Somewhere between being extorted for every dollar in my wallet and digging into the clearly subpar food, I realized I was mistaken.
The underlying issue with J Street and dining reform at GW is that by the time a student learns the complexities of the program’s faults, he or she no longer cares about J Street.
Well, now I’m a senior, and I’m still willing to say J Street dining is a disservice to students, and GW needs to stop managing the issue and focus on fixing it. If you want to raise the quality of J Street, the answers are simple, but will require a serious commitment.
First, the horrendous, CNN-spouting Washington Monument in the center of J Street needs to be taken down. This inane addition to J Street makes it impossible to expand the kitchen sizes on the first floor.
As an old motto of GW-insiders goes, “The day they put the Washington Monument in Marvin was the day they stabbed J Street in the heart.”
The University also needs to completely do away with mandatory spending. J Street is centrally located in a building that hosts GW offices, student org headquarters and almost daily special events targeted at college students who tend to eat fast food. If a restaurant or contractor cannot turn a profit in J Street, it probably learned business on the other side of the Iron Curtain. Let’s stop subsidizing what should be an easily profitable venue.
GW continues to manage the problem instead of solving it. The University expanded the buffet and has been trying various vendors over the past few years, but these efforts merely distract from J Street’s more pressing issues. I’m sorry to say that a little bit more lettuce and a new taco stand aren’t going to make students happy with mandated dining.

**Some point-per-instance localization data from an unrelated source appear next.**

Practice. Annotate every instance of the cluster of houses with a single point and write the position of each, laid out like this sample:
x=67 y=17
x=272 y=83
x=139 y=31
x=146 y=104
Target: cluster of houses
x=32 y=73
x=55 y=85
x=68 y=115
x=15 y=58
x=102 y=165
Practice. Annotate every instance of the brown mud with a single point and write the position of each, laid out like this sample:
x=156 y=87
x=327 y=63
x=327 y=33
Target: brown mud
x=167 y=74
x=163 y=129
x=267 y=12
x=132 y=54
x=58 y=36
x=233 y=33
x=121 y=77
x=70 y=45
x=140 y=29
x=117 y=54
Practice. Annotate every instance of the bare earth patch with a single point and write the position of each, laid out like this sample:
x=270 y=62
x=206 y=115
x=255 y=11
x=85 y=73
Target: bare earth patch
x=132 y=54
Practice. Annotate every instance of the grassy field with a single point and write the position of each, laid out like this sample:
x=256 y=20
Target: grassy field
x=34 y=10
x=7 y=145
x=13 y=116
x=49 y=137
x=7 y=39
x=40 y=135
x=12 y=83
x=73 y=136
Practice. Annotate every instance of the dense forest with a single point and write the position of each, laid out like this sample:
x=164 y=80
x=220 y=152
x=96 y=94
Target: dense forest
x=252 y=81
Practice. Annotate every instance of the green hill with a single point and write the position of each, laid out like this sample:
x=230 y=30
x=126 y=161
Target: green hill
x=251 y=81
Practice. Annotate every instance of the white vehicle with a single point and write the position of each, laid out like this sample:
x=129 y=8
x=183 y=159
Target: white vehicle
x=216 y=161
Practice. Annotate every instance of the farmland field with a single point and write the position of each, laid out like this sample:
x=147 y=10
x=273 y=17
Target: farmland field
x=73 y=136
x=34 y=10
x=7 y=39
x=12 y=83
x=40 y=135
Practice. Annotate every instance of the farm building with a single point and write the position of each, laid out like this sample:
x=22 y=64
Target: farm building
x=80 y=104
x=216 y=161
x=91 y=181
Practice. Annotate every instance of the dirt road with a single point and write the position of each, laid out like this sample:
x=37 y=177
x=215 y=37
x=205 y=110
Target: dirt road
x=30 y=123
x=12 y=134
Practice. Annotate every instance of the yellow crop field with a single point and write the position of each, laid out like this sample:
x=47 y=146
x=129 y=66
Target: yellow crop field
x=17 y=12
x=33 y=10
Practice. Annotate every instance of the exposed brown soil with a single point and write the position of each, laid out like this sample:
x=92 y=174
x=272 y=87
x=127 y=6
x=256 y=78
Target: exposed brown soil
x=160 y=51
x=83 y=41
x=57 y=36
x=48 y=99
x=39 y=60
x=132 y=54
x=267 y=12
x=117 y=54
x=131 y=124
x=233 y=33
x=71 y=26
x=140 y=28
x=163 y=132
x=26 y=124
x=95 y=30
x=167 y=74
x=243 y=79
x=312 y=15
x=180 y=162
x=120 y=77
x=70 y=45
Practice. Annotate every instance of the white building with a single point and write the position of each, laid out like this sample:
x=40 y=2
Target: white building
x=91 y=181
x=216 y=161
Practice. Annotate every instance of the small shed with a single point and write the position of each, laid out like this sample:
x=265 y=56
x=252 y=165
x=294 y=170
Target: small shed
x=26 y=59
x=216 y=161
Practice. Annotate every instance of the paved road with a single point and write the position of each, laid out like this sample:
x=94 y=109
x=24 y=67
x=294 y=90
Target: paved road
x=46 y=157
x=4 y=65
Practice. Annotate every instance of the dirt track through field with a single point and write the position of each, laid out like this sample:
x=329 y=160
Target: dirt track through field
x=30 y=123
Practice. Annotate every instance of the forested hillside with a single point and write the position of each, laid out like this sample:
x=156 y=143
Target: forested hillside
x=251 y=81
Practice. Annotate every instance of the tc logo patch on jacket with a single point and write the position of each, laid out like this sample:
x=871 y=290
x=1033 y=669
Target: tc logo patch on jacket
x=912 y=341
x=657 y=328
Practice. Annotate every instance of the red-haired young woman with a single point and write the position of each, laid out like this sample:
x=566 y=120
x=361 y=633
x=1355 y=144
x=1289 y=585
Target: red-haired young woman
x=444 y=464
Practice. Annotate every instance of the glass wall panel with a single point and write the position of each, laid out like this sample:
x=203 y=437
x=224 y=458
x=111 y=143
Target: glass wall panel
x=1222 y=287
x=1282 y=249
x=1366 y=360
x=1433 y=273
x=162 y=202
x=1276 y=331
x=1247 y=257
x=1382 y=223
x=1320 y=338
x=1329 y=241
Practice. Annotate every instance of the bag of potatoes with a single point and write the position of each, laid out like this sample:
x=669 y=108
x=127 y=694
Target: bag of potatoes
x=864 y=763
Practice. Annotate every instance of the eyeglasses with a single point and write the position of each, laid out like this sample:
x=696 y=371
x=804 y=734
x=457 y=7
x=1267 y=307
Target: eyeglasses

With so many obvious problems, why haven’t there been tangible improvements? The problem lies in the fact that by the time a GW student understands all of the issues with J Street, he or she no longer cares. These are the implications of the system in place. When our student representatives are elected, prospective freshmen don’t vote. This means at most, only one group of voting students face another year of J Street money, and these students only have to spend half of what they had to pay before. Ask an SA candidate if he or she cares more about appealing to incoming, non-voting freshmen or to the ever-elusive graduate student vote. The candidate probably tiptoes around the question, but we all know who gets into the platform first.
GW has shown very little interest in actually solving this problem. We have a system that prevents students with a vested interest in the issue from being heard.
Most students don’t realize that if they have enough credit to be a semester ahead of their actual attendance, they can get out of mandatory spending for that semester. I encourage everybody capable to take advantage of that fact. Spend your mandatory money, but no more. There’s no reason to be ripped off and come back for more, unless you are that unlucky junior or senior who really doesn’t have time for anything else.
-The writer, a senior majoring in international affairs, is a Hatchet senior columnist.